Genetic and microenvironmental determinants of epithelial quiescence, junctional stabilisation, and cytokine-burst duration at 2- and 5-day stages of human organoid maturation: a longitudinal clonal study

Background Timely entry into epithelial quiescence and controlled paracrine signalling are critical for early morphogenesis and subsequent regenerative competence. Nevertheless, the relative contributions of inherited variation and culture context to early epithelial quiescence, junctional stabilisation, and inflammatory-burst kinetics remain poorly resolved, as does the extent to which these influences remodel over the first days of organoid maturation.

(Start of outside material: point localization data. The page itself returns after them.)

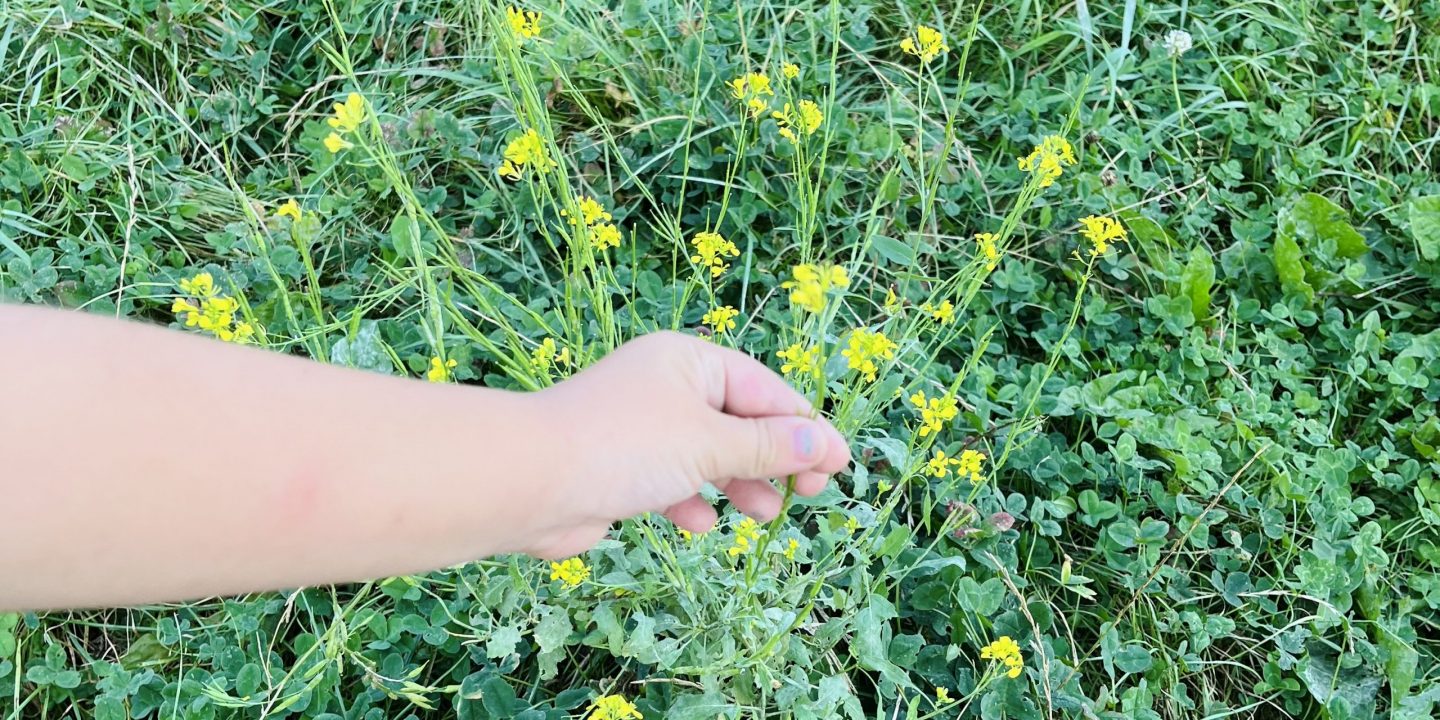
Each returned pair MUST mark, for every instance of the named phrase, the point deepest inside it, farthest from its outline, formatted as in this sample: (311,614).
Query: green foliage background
(1230,509)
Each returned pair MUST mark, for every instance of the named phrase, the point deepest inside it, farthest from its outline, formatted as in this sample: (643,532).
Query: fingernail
(805,442)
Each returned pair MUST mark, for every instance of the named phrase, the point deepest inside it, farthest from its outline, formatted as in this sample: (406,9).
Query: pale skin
(141,464)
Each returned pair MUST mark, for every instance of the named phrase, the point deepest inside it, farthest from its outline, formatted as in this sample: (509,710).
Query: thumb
(765,447)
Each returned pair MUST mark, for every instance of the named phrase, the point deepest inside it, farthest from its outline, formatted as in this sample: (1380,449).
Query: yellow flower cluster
(807,118)
(441,370)
(526,150)
(209,310)
(746,534)
(570,572)
(1049,159)
(720,318)
(1100,232)
(935,412)
(943,313)
(1005,651)
(926,43)
(752,88)
(864,347)
(712,249)
(990,248)
(799,360)
(523,23)
(546,356)
(812,282)
(347,118)
(602,232)
(288,209)
(614,707)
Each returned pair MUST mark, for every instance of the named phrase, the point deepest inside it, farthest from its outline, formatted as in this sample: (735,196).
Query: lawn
(1129,310)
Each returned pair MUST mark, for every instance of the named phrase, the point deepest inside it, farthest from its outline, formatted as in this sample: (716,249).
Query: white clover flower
(1177,43)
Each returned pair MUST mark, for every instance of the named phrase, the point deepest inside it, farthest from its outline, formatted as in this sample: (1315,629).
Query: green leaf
(1198,280)
(1424,225)
(1289,265)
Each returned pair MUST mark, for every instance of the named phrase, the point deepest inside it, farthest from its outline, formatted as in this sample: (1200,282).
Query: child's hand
(648,425)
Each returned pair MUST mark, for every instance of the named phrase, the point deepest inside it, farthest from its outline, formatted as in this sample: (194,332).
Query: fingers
(748,389)
(772,448)
(693,514)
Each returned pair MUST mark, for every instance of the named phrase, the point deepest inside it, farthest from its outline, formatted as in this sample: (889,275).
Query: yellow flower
(745,537)
(945,313)
(439,370)
(988,248)
(710,252)
(591,210)
(349,114)
(812,282)
(935,412)
(752,88)
(614,707)
(939,465)
(720,318)
(334,143)
(605,235)
(570,572)
(1100,232)
(1049,159)
(799,360)
(969,464)
(1005,651)
(523,23)
(288,209)
(210,311)
(864,347)
(526,150)
(808,118)
(926,43)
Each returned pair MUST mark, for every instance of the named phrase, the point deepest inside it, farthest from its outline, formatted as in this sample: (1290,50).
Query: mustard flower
(752,88)
(969,465)
(943,313)
(720,318)
(614,707)
(746,534)
(926,43)
(209,310)
(1007,651)
(334,143)
(1100,232)
(864,347)
(799,360)
(812,282)
(288,209)
(526,150)
(524,25)
(807,117)
(569,572)
(935,412)
(349,114)
(990,248)
(439,370)
(1049,159)
(710,252)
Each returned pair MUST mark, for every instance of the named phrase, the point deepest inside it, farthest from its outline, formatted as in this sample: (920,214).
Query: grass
(1210,481)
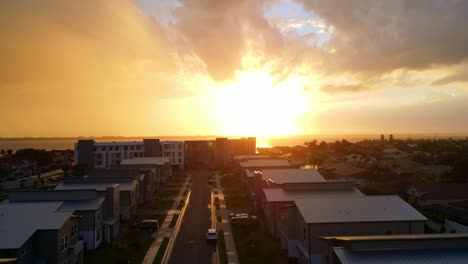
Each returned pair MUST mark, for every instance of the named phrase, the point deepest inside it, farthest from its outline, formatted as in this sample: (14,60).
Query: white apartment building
(106,154)
(175,151)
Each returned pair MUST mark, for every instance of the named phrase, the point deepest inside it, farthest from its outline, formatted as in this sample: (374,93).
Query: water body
(68,143)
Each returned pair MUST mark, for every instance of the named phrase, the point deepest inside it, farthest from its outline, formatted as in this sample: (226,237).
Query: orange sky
(262,67)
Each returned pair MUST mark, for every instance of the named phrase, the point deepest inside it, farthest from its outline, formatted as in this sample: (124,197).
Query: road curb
(167,254)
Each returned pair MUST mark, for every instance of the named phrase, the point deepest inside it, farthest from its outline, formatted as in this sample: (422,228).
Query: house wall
(313,232)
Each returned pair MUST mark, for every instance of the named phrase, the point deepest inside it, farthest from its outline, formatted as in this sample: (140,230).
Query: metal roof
(124,186)
(357,209)
(146,161)
(253,163)
(252,156)
(82,205)
(398,237)
(403,256)
(19,221)
(281,195)
(281,176)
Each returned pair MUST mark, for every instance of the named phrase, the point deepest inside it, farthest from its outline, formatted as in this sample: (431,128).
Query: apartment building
(105,154)
(39,233)
(217,153)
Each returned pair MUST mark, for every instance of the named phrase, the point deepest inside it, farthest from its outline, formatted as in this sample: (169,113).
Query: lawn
(159,205)
(238,201)
(159,217)
(222,248)
(161,251)
(174,221)
(254,245)
(131,249)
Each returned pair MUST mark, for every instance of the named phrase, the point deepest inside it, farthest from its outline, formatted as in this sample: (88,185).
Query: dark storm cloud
(376,36)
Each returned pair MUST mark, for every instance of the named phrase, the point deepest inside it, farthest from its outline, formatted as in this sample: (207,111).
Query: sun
(255,105)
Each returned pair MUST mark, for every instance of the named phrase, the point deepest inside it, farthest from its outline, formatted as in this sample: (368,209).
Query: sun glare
(255,105)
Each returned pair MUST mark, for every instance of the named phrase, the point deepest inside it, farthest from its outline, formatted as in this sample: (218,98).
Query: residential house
(128,191)
(313,218)
(39,233)
(386,249)
(98,214)
(425,194)
(161,166)
(278,200)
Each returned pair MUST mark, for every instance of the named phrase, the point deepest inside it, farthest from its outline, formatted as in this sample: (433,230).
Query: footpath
(165,231)
(225,224)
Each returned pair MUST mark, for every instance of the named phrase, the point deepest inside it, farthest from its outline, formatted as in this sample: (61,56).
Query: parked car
(211,235)
(148,224)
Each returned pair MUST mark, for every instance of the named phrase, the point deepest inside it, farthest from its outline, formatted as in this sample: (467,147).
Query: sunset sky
(244,67)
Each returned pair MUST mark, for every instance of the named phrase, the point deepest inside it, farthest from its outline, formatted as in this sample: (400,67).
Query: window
(74,230)
(64,243)
(98,234)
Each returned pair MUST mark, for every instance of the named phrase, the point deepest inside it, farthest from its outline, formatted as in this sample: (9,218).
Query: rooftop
(281,195)
(146,161)
(82,205)
(258,163)
(124,186)
(398,237)
(281,176)
(442,191)
(19,221)
(357,209)
(252,156)
(402,256)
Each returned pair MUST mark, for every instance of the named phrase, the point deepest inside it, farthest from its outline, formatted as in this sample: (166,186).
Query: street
(191,245)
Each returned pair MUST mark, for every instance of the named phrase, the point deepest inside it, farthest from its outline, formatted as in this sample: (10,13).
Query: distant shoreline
(344,136)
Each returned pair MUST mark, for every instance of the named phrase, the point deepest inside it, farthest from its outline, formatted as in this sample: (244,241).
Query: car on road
(148,224)
(211,235)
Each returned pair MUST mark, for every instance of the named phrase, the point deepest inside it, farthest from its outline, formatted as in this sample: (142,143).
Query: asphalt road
(191,245)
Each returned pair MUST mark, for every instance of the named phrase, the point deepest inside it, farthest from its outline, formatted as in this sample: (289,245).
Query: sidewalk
(165,230)
(225,225)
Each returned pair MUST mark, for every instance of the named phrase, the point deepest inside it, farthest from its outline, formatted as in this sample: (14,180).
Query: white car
(211,235)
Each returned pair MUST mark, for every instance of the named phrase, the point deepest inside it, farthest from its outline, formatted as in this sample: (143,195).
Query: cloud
(222,32)
(459,75)
(377,36)
(342,88)
(77,42)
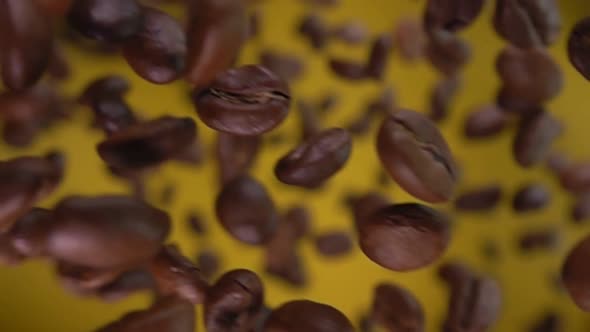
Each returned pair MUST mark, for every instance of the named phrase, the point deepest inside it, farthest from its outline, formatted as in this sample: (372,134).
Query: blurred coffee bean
(157,51)
(484,198)
(147,144)
(396,309)
(176,275)
(575,274)
(246,211)
(249,100)
(309,316)
(169,314)
(485,121)
(314,161)
(234,302)
(216,33)
(535,134)
(405,237)
(106,232)
(531,197)
(526,23)
(109,21)
(416,156)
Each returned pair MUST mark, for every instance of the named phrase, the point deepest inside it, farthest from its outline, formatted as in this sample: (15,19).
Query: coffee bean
(234,302)
(106,231)
(485,121)
(147,144)
(216,34)
(575,274)
(249,100)
(531,197)
(109,21)
(484,198)
(526,23)
(168,314)
(314,161)
(416,156)
(534,137)
(578,47)
(26,43)
(246,211)
(396,309)
(404,237)
(157,51)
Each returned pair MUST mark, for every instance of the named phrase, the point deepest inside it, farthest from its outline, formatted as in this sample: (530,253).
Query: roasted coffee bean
(168,314)
(108,21)
(249,100)
(234,302)
(246,211)
(148,144)
(528,23)
(305,315)
(484,198)
(396,309)
(106,232)
(575,274)
(530,74)
(216,32)
(451,15)
(157,51)
(416,156)
(404,237)
(578,47)
(485,121)
(25,41)
(531,197)
(314,161)
(534,137)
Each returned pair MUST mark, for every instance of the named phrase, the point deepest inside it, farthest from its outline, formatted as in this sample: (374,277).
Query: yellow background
(32,300)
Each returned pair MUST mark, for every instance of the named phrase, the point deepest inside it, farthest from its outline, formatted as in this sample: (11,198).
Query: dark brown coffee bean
(305,315)
(396,309)
(333,244)
(530,74)
(451,15)
(575,274)
(416,156)
(534,137)
(484,198)
(148,144)
(249,100)
(216,33)
(106,20)
(314,161)
(167,314)
(246,211)
(404,237)
(157,51)
(578,47)
(528,23)
(234,302)
(25,41)
(106,231)
(485,121)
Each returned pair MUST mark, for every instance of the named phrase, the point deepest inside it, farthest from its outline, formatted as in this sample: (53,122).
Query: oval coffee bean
(157,51)
(106,231)
(416,156)
(249,100)
(404,237)
(246,211)
(315,160)
(305,315)
(148,144)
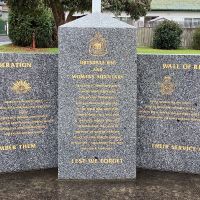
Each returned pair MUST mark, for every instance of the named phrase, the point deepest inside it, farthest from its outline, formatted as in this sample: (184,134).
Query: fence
(145,37)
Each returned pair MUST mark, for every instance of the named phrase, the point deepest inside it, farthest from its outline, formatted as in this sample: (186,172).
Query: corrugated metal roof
(186,5)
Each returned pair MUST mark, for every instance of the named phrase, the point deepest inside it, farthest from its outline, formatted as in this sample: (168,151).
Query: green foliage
(26,20)
(2,27)
(196,39)
(135,8)
(167,35)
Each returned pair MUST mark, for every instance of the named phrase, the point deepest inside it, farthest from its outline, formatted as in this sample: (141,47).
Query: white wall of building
(174,15)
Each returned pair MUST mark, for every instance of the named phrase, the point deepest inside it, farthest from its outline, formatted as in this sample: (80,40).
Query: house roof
(175,5)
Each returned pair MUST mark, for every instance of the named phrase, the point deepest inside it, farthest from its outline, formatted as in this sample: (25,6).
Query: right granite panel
(169,112)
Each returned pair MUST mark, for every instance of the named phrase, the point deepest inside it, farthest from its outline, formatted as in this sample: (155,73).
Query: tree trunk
(58,12)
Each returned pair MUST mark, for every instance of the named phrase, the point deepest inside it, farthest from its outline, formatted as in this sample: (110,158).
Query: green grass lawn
(148,50)
(140,50)
(9,48)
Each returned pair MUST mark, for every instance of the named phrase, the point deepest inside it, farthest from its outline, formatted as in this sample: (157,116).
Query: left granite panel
(28,112)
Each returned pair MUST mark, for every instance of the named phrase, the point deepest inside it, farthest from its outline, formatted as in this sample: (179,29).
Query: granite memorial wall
(169,112)
(97,99)
(28,111)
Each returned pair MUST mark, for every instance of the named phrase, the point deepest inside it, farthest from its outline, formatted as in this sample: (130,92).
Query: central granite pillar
(97,99)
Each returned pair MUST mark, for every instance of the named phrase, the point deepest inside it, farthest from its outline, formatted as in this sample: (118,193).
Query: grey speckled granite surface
(28,111)
(97,100)
(169,112)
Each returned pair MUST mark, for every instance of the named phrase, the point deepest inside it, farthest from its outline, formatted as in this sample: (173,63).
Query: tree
(167,35)
(28,18)
(135,8)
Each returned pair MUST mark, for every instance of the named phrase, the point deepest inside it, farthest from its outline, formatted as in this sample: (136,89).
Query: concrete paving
(150,185)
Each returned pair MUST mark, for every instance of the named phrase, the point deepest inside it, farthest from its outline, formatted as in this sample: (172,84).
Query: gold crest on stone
(98,45)
(21,87)
(167,86)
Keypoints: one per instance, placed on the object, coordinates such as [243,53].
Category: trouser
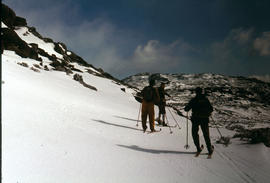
[148,110]
[203,122]
[161,108]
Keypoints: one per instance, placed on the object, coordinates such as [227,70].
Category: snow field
[56,130]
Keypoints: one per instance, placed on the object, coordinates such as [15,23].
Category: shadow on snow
[117,125]
[153,151]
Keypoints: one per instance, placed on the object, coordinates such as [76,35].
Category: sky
[126,37]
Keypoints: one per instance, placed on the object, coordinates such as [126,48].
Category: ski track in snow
[55,130]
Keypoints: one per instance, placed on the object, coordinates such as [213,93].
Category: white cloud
[262,44]
[155,55]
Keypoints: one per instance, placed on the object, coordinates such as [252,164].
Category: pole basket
[224,140]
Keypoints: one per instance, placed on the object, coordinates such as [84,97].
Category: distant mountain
[26,42]
[239,102]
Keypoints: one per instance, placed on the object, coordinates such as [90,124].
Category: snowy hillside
[239,102]
[64,121]
[56,130]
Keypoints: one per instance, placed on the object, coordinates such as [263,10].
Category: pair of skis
[209,156]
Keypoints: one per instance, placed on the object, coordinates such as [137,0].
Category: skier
[150,97]
[201,110]
[162,104]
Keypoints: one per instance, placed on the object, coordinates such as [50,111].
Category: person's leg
[159,114]
[195,135]
[205,130]
[144,115]
[151,116]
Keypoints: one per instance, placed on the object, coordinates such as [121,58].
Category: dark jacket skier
[162,104]
[201,110]
[150,97]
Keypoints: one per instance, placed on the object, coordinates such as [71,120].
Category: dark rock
[8,16]
[58,48]
[46,68]
[19,21]
[79,78]
[23,64]
[76,70]
[12,41]
[261,135]
[34,31]
[34,69]
[48,40]
[37,66]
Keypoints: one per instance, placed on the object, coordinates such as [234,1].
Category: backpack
[202,108]
[148,94]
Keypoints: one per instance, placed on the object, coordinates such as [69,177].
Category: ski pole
[174,119]
[217,127]
[187,146]
[223,140]
[168,124]
[139,114]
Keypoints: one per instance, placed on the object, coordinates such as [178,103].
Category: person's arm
[189,105]
[167,94]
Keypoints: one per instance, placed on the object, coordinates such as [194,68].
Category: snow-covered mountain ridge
[57,130]
[239,102]
[26,42]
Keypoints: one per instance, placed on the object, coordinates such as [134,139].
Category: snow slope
[57,131]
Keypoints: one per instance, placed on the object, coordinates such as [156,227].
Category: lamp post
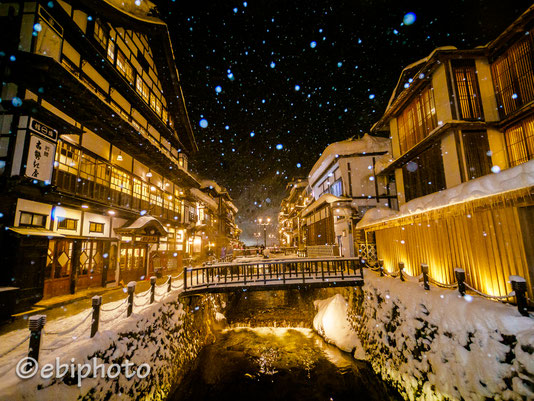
[257,236]
[265,223]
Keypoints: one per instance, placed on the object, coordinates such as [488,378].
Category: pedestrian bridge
[273,274]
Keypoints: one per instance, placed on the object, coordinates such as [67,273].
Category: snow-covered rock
[332,324]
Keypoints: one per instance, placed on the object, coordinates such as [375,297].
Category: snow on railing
[62,336]
[519,286]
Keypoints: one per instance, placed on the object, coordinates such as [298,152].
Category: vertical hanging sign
[40,159]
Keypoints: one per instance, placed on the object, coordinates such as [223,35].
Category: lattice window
[417,120]
[520,142]
[58,261]
[513,76]
[468,93]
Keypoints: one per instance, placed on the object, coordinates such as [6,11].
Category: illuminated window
[111,51]
[32,219]
[155,103]
[67,224]
[417,120]
[66,166]
[96,227]
[513,76]
[520,142]
[469,100]
[100,34]
[476,149]
[142,88]
[121,187]
[124,66]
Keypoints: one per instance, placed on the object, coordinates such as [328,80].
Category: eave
[434,136]
[160,44]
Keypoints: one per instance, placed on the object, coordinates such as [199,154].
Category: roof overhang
[144,225]
[35,231]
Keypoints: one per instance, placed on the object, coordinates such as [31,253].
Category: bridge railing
[284,271]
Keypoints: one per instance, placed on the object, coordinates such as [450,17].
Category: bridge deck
[273,275]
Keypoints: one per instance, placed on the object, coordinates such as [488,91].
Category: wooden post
[519,285]
[35,324]
[401,268]
[131,290]
[152,289]
[96,302]
[424,269]
[460,278]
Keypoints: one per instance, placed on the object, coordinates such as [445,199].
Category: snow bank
[165,335]
[437,345]
[518,177]
[332,324]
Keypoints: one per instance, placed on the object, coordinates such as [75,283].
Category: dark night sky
[261,130]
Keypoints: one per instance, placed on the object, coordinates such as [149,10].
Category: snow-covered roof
[137,9]
[232,206]
[141,222]
[212,185]
[201,196]
[325,198]
[367,144]
[512,179]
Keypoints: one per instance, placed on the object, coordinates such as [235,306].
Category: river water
[278,364]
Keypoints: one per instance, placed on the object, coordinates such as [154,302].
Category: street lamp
[265,223]
[257,236]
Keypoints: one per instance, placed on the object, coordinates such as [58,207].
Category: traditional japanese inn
[94,147]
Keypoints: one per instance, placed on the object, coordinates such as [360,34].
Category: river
[256,364]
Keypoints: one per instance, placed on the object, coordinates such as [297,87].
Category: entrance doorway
[132,262]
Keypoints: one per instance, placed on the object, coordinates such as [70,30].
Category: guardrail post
[35,324]
[152,289]
[424,269]
[519,285]
[131,290]
[96,302]
[460,278]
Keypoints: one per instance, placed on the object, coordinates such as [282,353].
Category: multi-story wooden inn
[462,128]
[94,146]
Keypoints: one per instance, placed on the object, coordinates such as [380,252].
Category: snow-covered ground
[438,345]
[332,324]
[161,335]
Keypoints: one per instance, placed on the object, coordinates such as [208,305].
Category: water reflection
[278,364]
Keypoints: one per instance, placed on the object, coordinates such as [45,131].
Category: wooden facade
[480,121]
[94,135]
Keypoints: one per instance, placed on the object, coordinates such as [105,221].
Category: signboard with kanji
[40,159]
[43,129]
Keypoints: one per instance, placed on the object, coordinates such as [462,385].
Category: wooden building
[344,185]
[94,147]
[290,222]
[462,126]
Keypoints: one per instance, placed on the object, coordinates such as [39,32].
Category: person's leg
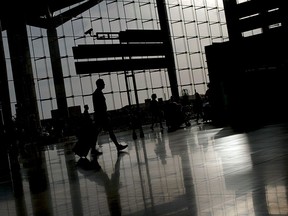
[94,140]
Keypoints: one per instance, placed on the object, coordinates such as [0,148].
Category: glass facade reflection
[194,24]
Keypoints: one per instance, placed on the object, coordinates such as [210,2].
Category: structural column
[23,75]
[4,88]
[164,24]
[57,72]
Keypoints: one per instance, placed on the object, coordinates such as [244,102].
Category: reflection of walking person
[101,117]
[156,112]
[112,186]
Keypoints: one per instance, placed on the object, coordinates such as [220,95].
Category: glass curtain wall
[194,24]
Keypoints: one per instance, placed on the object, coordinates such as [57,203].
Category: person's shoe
[95,152]
[121,147]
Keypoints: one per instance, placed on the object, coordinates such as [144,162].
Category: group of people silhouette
[172,113]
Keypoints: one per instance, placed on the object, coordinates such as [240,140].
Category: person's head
[100,83]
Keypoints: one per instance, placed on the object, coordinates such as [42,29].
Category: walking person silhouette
[102,120]
[156,111]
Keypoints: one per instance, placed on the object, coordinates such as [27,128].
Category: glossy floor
[198,170]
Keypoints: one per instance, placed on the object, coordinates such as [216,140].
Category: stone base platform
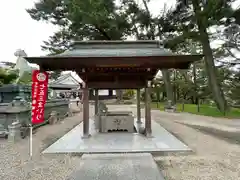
[139,166]
[117,142]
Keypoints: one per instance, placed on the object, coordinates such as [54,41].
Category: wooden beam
[117,85]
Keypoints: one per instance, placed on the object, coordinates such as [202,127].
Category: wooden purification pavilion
[115,65]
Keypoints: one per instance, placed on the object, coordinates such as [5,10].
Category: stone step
[139,166]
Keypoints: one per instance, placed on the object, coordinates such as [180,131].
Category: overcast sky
[19,31]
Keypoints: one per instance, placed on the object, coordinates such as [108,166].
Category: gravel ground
[214,158]
[16,164]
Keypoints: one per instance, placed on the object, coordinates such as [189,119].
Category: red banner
[39,95]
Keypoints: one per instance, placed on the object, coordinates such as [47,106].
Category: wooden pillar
[85,111]
[148,123]
[138,107]
[96,101]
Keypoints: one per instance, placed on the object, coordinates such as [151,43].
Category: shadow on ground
[54,137]
[231,137]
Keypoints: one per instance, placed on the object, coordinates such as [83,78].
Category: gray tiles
[117,167]
[72,142]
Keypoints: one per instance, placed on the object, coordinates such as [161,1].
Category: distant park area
[203,109]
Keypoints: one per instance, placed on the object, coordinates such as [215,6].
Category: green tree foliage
[7,76]
[192,20]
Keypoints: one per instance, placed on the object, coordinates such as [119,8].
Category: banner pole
[30,141]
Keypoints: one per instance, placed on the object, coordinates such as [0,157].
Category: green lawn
[205,110]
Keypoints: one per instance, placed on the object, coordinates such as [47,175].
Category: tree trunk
[168,85]
[209,61]
[165,73]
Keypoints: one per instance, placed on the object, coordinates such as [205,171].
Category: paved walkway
[117,167]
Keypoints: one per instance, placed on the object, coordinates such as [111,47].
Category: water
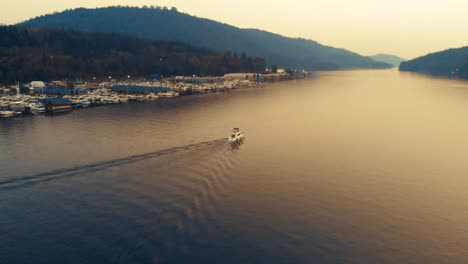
[347,167]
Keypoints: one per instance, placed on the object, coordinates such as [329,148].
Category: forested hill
[451,63]
[164,24]
[31,54]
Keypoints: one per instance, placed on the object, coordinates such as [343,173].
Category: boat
[17,106]
[236,135]
[37,108]
[7,113]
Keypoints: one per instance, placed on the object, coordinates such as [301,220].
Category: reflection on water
[347,167]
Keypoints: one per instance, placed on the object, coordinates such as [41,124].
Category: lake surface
[346,167]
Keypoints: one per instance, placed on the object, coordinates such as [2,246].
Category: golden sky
[407,28]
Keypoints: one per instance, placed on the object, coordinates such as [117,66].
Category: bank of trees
[30,54]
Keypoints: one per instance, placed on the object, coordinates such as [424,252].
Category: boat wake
[20,181]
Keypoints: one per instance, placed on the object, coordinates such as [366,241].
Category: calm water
[347,167]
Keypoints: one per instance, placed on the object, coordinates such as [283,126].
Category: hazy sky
[408,28]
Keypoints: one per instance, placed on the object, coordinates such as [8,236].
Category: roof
[56,101]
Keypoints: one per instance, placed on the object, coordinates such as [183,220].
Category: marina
[41,99]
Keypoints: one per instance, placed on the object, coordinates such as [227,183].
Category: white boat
[7,113]
[37,108]
[236,135]
[17,106]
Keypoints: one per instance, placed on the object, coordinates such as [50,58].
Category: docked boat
[17,106]
[37,108]
[236,135]
[7,113]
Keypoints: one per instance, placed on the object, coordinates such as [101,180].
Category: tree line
[30,54]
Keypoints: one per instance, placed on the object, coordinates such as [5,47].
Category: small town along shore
[55,97]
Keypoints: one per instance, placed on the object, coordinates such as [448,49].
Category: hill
[390,59]
[31,54]
[171,25]
[451,63]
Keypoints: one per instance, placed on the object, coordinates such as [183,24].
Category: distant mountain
[46,54]
[390,59]
[171,25]
[451,63]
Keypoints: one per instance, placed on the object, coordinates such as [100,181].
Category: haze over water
[346,167]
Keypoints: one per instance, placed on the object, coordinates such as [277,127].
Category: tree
[274,69]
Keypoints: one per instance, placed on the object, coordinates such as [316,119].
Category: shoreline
[49,101]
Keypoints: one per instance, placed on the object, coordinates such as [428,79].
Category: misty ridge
[30,54]
[171,25]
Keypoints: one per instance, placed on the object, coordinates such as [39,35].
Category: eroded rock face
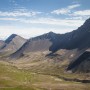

Methods We examined genetic and microenvironmental influences on (i) duration of epithelial quiescence, (ii) capacity to achieve junctional stabilisation, and (iii) length of the initial cytokine burst at 2 and 5 days post-seeding in 998 paired organoid cultures generated from mono- and dizygotic-equivalent induced pluripotent stem-cell clones. Classical twin modelling partitioned variance into additive genetic (A), shared microenvironmental (C), and culture-specific (E) factors. Polygenic scores were computed for epithelial integrity traits as well as a panel of congenital malformation risks. Results Additive genetic factors accounted for a substantial proportion of variance in cytokine-burst duration at both 2 and 5 days (A = 0.29–0.70) and in junctional stabilisation at 5 days (A = 0.51–0.67). Shared microenvironment dominated variability in re-entry from quiescence (frequency of cell-cycle reactivation) at both stages (C = 0.61–0.90) and in junctional stabilisation at 2 days (C = 0.36–0.65). Longitudinal modelling revealed modest shared genetic influence on daytime quiescence maintenance across stages (24%), whereas shared genetic effects on evening and nocturnal stabilisation metrics were non-significant. Shared microenvironment exerted moderate stable influence on quiescence re-entry events (56%), while cytokine-burst duration in evening and nocturnal windows displayed modest but significant shared genetic influence (17%–33%). Culture-specific effects were largely stage-specific. A polygenic score indexing risk for craniofacial dysmorphogenesis associated with prolonged evening cytokine burst at 2 days (β = 0.16, p = .002). Conclusions Etiological architecture shifted markedly between 2 and 5 days, underscoring a highly plastic window in early epithelial patterning and clone–microenvironment interplay. These findings highlight candidate genomic pathways and culture parameters that could be modulated to optimise regenerative outcomes in early human organoid systems.